Modern subjectivism acquires new-found significance in the works of Schopenhauer and later that of Nietzsche. Schopenhauer integrates a number of Eastern concepts (Buddhist striving/suffering, subject-object core) with the Western post-Kantian framework (noumena/phenomenon, thing-in-itself). His first major thought uncovers an important assumption behind Leibniz’s principle of sufficient reason (knowledge/truth must have sufficient explanations); particulars that require explanations presuppose a subject that seek the explanation (subject-object divide is the root of sufficient reasons). Moreover, sufficient explanations can be differentiated by the categories of the objects referenced; material things have casual relations, abstractions by logic, Mathematical/geometrical constructions by number/space, psychology/motivation by moral reasoning. Explanations, by such categories of objects, shall also be mutually exclusive or unmixed. This argument is used against Kant’s thing-in-itself (a mind-independent object that is inaccessible to human experience) as having caused mind-dependent sensory experience (causality between these objects is a categorical error); sensory experiences are denied their external causes and instead must be related in another way.

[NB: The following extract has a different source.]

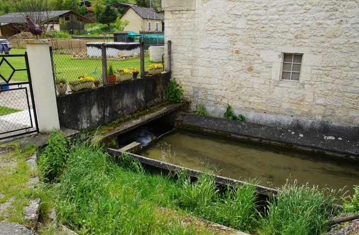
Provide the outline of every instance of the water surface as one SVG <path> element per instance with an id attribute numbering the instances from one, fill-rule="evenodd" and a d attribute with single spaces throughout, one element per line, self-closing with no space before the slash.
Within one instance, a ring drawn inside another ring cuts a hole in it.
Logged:
<path id="1" fill-rule="evenodd" d="M 256 178 L 271 188 L 287 178 L 336 189 L 359 184 L 359 164 L 343 158 L 183 129 L 154 142 L 136 153 L 195 170 L 204 164 L 219 176 Z"/>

Schopenhauer’s answer is a Pantheist one where sensory information are not caused but instead are representations of the Will (two-sides of the same coin) e.g. the appearance of lightning is the representation of the Will of electric potential, the movement of our physical bodies as manifestation of our own wills. The unity between Will and representation in our bodies (subject with object) assigns it greater importance as it is treated as the point of reference to all other objects; acts of the will are instantly objectified by the body and thus one and the same . Will is objectified through a two-tiered approached (Platonic Ideas which are outside space-time, and then by their particulars which are constituted in space-time). The world of appearances is thus a reflection of Will (Panpsychism).
Schopenhauer’s Will is unlike that of the rational/logical self-consciousness of the German idealists of his time; Will is a wholly mindless, aimless, and non-rational urge responsible for our instinctual drives. It is blind-impulse with neither aim nor determination; such a world strives for nothing in particular but only to further fragment (differentiate, individuate) itself (through principles of sufficient reason, law of free-energy will agree). The experience of such fragmentation is human suffering and frustration. Three solutions are posited:
- The aesthetic perception or merging with less-differentiated minds (discernment through objects, losing oneself in an object) and access its Platonic Idea; high-art gives spatial-temporal forms to these Ideas which allow others to more closely access them. Music has special importance as they contain the structures of the world itself along a feeling axis.
- Having compassion for the suffering of others as they are cut from the same cloth (from the act of Humanity itself). Recognizing the universal consciousness in everyone curbs the energy of blind impulse. Determining our own innate propensities/characteristics (self-knowledge) leads to tranquility.
- Asceticism or minimizing one’s desires reduces suffering and frustration; it is a form of regression into a less differentiated state and the curtailing of will to knowledge.